Lunes 09 de julio de 2018

El ejercicio es inútil, pero no deja de ser entretenido: ¿Cómo le habría ido a Chile si hubiese participado en el Mundial?

No sé si le habría alcanzado para campeón. Pero, dependiendo del sorteo, lo más probable es que se habría ido junto con Brasil o nos tendría a todos entusiasmados en semifinales.

Puedo jurar que a Claudio Bravo no le habrían marcado un gol tan tonto como el que sufrió el uruguayo Fernando Muslera con el inocente remate del belga Antoine Griezmann, ni se le habría ido hacia el arco la pelota que dejó pasar el español David de Gea en el tirito de Cristiano Ronaldo.

A lo mejor habrían sufrido Gary Medel y Gonzalo Jara con los cabezazos del belga Marouane Fellaini, el inglés Harry Maguire o el ruso Mario Fernandes, pero ¿para qué ponerlos a ellos si tenemos a Enzo Roco y Guillermo Maripán para contrarrestar a los gigantes?

Con los laterales nos habría ido mejor que a varios. Mauricio Isla y Jean Beausejour habrían sido más penetrantes que cualquier dupla mundialista, porque los equipos del mundial han tenido solamente a uno para atacar, con excepción de los belgas.

El mediocampo habría llamado la atención. Gary Medel cortaría mucho juego rival cerca de su zona, Arturo Vidal se habría puesto a la altura de los buenos, Charles Aránguiz habría impresionado con su despliegue y Jorge Valdivia no habría escondido sus genialidades.
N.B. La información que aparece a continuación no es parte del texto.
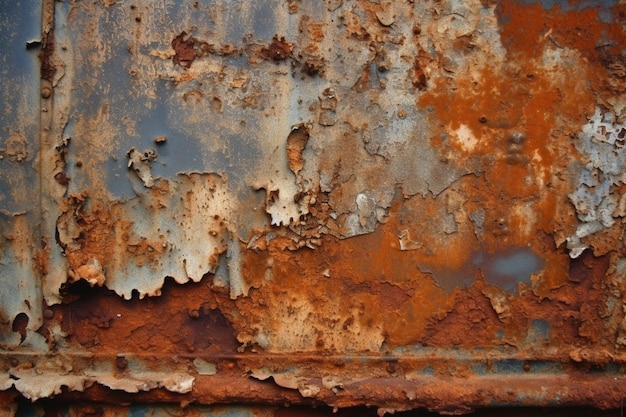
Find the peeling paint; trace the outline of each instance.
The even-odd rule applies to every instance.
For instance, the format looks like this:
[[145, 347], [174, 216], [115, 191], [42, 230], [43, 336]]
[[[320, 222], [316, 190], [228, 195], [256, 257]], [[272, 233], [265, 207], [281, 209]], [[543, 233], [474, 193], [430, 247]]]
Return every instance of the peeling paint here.
[[0, 11], [0, 389], [618, 407], [625, 11], [583, 3]]
[[143, 185], [150, 188], [154, 185], [154, 178], [150, 171], [150, 164], [157, 159], [157, 153], [154, 149], [148, 149], [144, 152], [138, 152], [135, 148], [131, 148], [126, 154], [128, 156], [128, 168], [132, 168]]
[[[581, 129], [576, 147], [589, 162], [580, 168], [579, 185], [569, 195], [580, 222], [567, 242], [572, 258], [588, 247], [581, 239], [611, 228], [616, 219], [626, 215], [625, 140], [626, 124], [616, 122], [615, 114], [603, 114], [600, 108]], [[595, 252], [602, 251], [601, 247]]]
[[[226, 178], [215, 174], [159, 180], [137, 197], [114, 204], [92, 200], [87, 193], [73, 195], [64, 206], [57, 233], [70, 282], [105, 285], [127, 299], [133, 290], [140, 297], [158, 295], [167, 276], [183, 283], [215, 273], [233, 227]], [[51, 294], [62, 285], [51, 284], [58, 285], [46, 288]]]

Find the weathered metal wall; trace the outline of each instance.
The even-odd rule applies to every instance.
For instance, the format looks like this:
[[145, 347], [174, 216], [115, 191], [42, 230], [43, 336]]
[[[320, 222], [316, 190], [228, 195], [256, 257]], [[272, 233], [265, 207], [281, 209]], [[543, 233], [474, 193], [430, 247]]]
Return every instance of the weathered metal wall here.
[[620, 406], [625, 4], [0, 18], [0, 399]]
[[[333, 412], [328, 407], [273, 407], [273, 406], [198, 406], [181, 408], [173, 405], [132, 404], [119, 406], [105, 403], [59, 404], [47, 401], [45, 404], [23, 405], [18, 416], [55, 417], [377, 417], [375, 409], [358, 407], [345, 408]], [[397, 417], [438, 417], [440, 414], [424, 410], [395, 413]], [[597, 410], [589, 407], [563, 408], [489, 408], [472, 412], [467, 417], [617, 417], [618, 410]]]
[[[41, 6], [0, 11], [0, 341], [20, 344], [43, 324], [39, 265], [39, 61]], [[28, 318], [27, 318], [28, 317]], [[15, 323], [15, 325], [12, 325]], [[22, 330], [24, 332], [25, 330]]]

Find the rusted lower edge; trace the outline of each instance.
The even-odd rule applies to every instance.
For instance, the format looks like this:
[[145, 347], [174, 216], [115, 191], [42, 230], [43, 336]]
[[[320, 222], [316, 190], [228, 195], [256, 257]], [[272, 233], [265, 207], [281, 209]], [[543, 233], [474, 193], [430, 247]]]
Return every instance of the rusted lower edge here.
[[[580, 353], [580, 352], [579, 352]], [[489, 354], [114, 357], [4, 352], [5, 389], [33, 399], [175, 404], [368, 406], [379, 414], [427, 408], [463, 414], [494, 406], [618, 408], [624, 358], [599, 363]], [[585, 359], [586, 358], [586, 359]], [[51, 392], [51, 381], [58, 386]], [[47, 387], [47, 388], [46, 388]]]
[[322, 390], [314, 398], [297, 391], [254, 379], [201, 376], [190, 394], [176, 394], [163, 388], [129, 394], [94, 384], [84, 392], [63, 392], [61, 401], [89, 400], [111, 403], [177, 404], [264, 404], [329, 405], [376, 407], [385, 412], [427, 408], [453, 414], [470, 413], [483, 407], [505, 406], [593, 406], [601, 409], [620, 407], [626, 396], [626, 380], [613, 377], [572, 378], [567, 376], [505, 376], [420, 378], [406, 381], [375, 378], [344, 385], [335, 394]]

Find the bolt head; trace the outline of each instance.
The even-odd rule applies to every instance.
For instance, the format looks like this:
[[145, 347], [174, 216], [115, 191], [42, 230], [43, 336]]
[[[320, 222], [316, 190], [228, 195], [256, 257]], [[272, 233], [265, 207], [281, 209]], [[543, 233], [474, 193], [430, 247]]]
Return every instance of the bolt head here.
[[50, 87], [44, 87], [41, 89], [41, 98], [50, 98], [52, 97], [52, 90]]

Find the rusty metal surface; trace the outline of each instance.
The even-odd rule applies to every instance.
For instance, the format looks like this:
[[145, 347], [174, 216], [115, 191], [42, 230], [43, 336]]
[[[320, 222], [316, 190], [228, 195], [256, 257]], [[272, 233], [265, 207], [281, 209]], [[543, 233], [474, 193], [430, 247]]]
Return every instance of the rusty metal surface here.
[[[18, 410], [19, 417], [48, 415], [54, 417], [377, 417], [376, 410], [366, 407], [333, 410], [329, 407], [274, 407], [274, 406], [194, 406], [183, 409], [176, 406], [133, 404], [128, 406], [104, 403], [72, 403], [23, 405]], [[428, 411], [398, 412], [398, 417], [437, 417], [439, 414]], [[561, 409], [482, 409], [468, 417], [617, 417], [618, 410], [599, 411], [591, 408]]]
[[[184, 409], [175, 406], [155, 406], [133, 404], [119, 406], [103, 403], [42, 404], [23, 406], [18, 411], [19, 417], [44, 414], [54, 417], [377, 417], [376, 410], [365, 407], [333, 411], [328, 407], [272, 407], [272, 406], [194, 406]], [[439, 414], [427, 411], [398, 412], [398, 417], [437, 417]], [[598, 411], [590, 408], [563, 409], [482, 409], [468, 417], [617, 417], [619, 411]]]
[[620, 406], [626, 5], [2, 9], [0, 398]]
[[[39, 265], [33, 259], [40, 240], [41, 6], [23, 3], [0, 8], [0, 343], [8, 346], [35, 343], [43, 324]], [[26, 336], [26, 329], [28, 340], [20, 334]]]

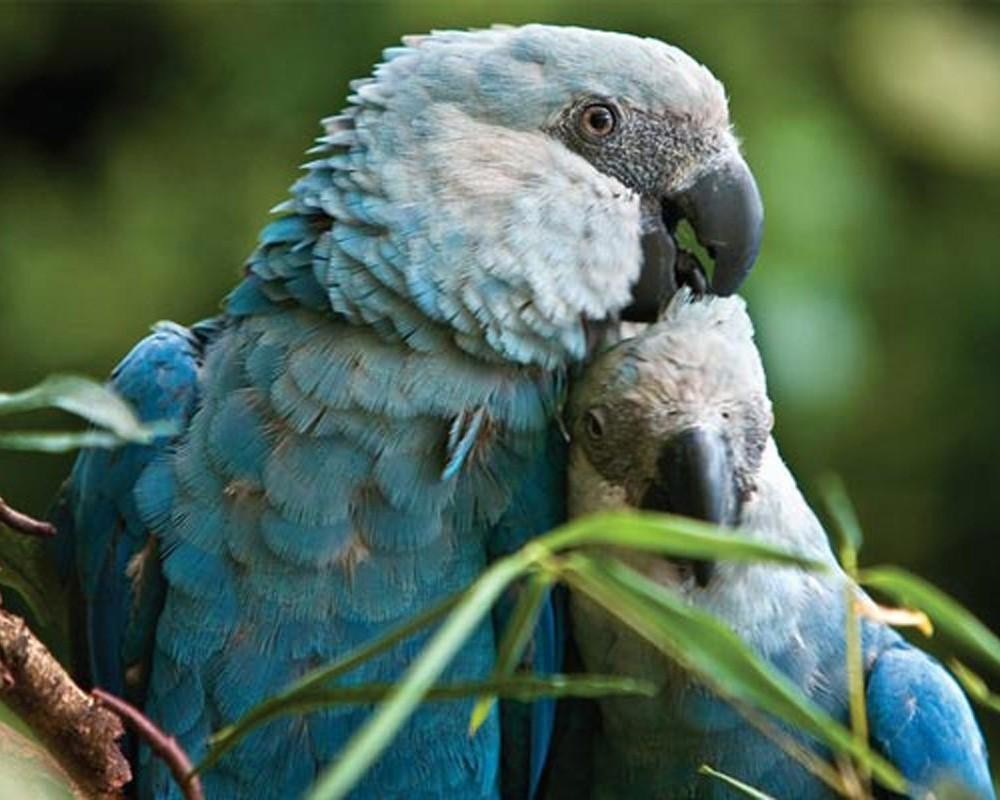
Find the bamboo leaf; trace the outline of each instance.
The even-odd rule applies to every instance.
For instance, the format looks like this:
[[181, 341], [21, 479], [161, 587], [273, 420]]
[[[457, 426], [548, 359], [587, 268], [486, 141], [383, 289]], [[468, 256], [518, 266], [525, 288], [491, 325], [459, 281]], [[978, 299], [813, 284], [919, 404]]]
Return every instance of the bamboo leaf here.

Lo mismo habría pasado en el ataque, con Alexis Sánchez esquivando palitroques y Eduardo Vargas metiendo diagonales desconcertantes.

Pero lo más importante habría sido el equipo: ninguno de los 32 participantes se atrevió a practicar algo parecido a lo que hizo Chile en las dos Copa América que ganó: instalación en campo ajeno, presión sobre la salida del rival y constante búsqueda del gol.